I have thought about this for a few days and I can honestly say that a music blog may be an entirely appropriate place to eulogize Carlin, who was, after all, the definitive comedian of the FM radio rock revolution. Like a lot of rock stars, Carlin started out learning the craft as a short haired, suit-wearing nice young man. The Beatles wore suits in 1963 as well, and like the Fab Four, Carlin reacted to the rise of the counter culture of the late 60’s by growing out his hair (in his case, losing the Brylcreem™ and sporting a groovy pony tail) and shedding the suits in lieu of hippie threads and jeans. But also like the best rock bands of the late 60’s, and the 70’s, Carlin came back with new ways to scare your parents. He was socially challenging, even if he was sometimes just plain silly, and a huge college audience began doing something that they hadn’t been doing since the early days of Newhart and Cosby; they bought comedy albums. By the truckload. Only this time, the comedy albums were benefitting from the emerging rise of commercial and free-form Rock FM stations. He got airplay. Kids packed into rock concert halls to hear, of all things, a man telling jokes. Smart jokes. Totally juvenile jokes. Goofy voices. Parodies of radio jocks (he was a disc jockey himself, early on). Everybody in my suburban Toronto neighborhood had the albums,
MY FIRST FOUR CARLIN ALBUMS: FM & AM, Class Clown, Occupation Foole and Toledo Window Box.

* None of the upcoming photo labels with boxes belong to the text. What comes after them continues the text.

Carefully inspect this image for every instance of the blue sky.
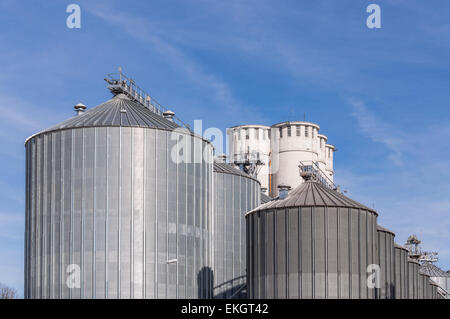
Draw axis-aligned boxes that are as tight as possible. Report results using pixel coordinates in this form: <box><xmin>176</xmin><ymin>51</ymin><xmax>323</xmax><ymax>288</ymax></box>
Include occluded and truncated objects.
<box><xmin>0</xmin><ymin>0</ymin><xmax>450</xmax><ymax>293</ymax></box>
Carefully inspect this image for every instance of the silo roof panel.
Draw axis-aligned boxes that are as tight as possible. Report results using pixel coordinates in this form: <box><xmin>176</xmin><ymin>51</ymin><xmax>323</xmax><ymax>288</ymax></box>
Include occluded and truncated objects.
<box><xmin>249</xmin><ymin>181</ymin><xmax>376</xmax><ymax>214</ymax></box>
<box><xmin>35</xmin><ymin>94</ymin><xmax>179</xmax><ymax>133</ymax></box>
<box><xmin>261</xmin><ymin>193</ymin><xmax>273</xmax><ymax>204</ymax></box>
<box><xmin>214</xmin><ymin>162</ymin><xmax>258</xmax><ymax>184</ymax></box>
<box><xmin>420</xmin><ymin>262</ymin><xmax>448</xmax><ymax>277</ymax></box>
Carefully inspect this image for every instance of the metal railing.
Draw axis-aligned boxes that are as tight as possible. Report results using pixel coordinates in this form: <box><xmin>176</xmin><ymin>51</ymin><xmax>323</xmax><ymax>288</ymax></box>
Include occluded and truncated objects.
<box><xmin>298</xmin><ymin>161</ymin><xmax>338</xmax><ymax>191</ymax></box>
<box><xmin>104</xmin><ymin>68</ymin><xmax>191</xmax><ymax>131</ymax></box>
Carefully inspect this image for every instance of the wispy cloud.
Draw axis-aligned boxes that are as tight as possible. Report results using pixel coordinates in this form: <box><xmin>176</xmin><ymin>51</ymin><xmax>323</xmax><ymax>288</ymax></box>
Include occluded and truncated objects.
<box><xmin>349</xmin><ymin>99</ymin><xmax>405</xmax><ymax>165</ymax></box>
<box><xmin>82</xmin><ymin>3</ymin><xmax>265</xmax><ymax>128</ymax></box>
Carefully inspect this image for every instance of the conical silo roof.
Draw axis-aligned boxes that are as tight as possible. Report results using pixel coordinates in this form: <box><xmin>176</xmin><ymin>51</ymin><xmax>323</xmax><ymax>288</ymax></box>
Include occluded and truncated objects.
<box><xmin>377</xmin><ymin>225</ymin><xmax>395</xmax><ymax>236</ymax></box>
<box><xmin>27</xmin><ymin>94</ymin><xmax>179</xmax><ymax>141</ymax></box>
<box><xmin>261</xmin><ymin>193</ymin><xmax>273</xmax><ymax>204</ymax></box>
<box><xmin>214</xmin><ymin>162</ymin><xmax>259</xmax><ymax>183</ymax></box>
<box><xmin>420</xmin><ymin>262</ymin><xmax>448</xmax><ymax>277</ymax></box>
<box><xmin>249</xmin><ymin>180</ymin><xmax>376</xmax><ymax>214</ymax></box>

The older kids would roll joints on the cardboard sleeves. Me and my younger friends, would save our allowance to go buy these sacred and profane discs and play them when our parents were out. Especially during the summer holidays when we were at home alone with complete command of the family stereo. Like most juvenile boys, we memorized these routines word for word. Al Sleet; the hippy dippy weather man, Welcome To My Job, and the one you’ve been hearing so much about these last few days – Seven Words You Can Never Say On Television.
Mr. Headliner: Carlin Courts Court Controversy
We didn’t have Lenny Bruce, who was dead in 1966, before I had a chance to hear him and whom I later recognized as the real innovator of this stuff, so we had to settle for Carlin, making jokes about the power of words, impacted me and my brothers at a time when we were learning say, which words would likely get us sent away from the dinner table.
** INTERESTING “FACT”: According to Wikipedia, and you may want to check this for veracity, Carlin was arrested as an audience member at a December, 1962 Lenny Bruce show at the Gate of Horn in Chicago, when he refused to show identification when the police raided the show and arrested Bruce for obscenity. According to legend, Carlin was placed in the back of the same paddywagon, sitting right beside his mentor.
Carlin was an essential element in Paul Provenza and Penn Jillette’s 2005 documentary The Aristocrats, where he joined Sarah Silverman, Bob Saget, Drew Carey, Michael McKean, Harry Shearer, Robin Williams, Phyllis Diller, Jon Stewart, Bob Saget, Gilbert Gottfried, Eric Idle, Don Rickles, and Chris Rock telling the world’s oldest, dirtiest joke.
Writing in the Georgia Straight I praised “the censor-defying Carlin — who carried the torch for his own hero, Lenny Bruce, in the ’70s–who is best-suited to explain not just the joke but shock humour in general. With his greying beard and wizened brow, Carlin lends the proceedings all the credibility of a university credit course.”
Carlin would not have liked me to lie about this, so I’ll admit that there were times over the last few years where I’d start to watch one of his old HBO specials and couldn’t get into it. At such times, the funny voices felt predictable, the rants sometimes seemed professionally angry or the topics du jour seemed dated. But most of the time, I viewed him the way I view Led Zeppelin or Jeff Beck. Aging reminders of a time when breaking all the rules and discovering new ideas was celebrated by groups of friends on hot summer days when our parents were at work.
George Carlin was too smart to die young, but mentally much too young to die now.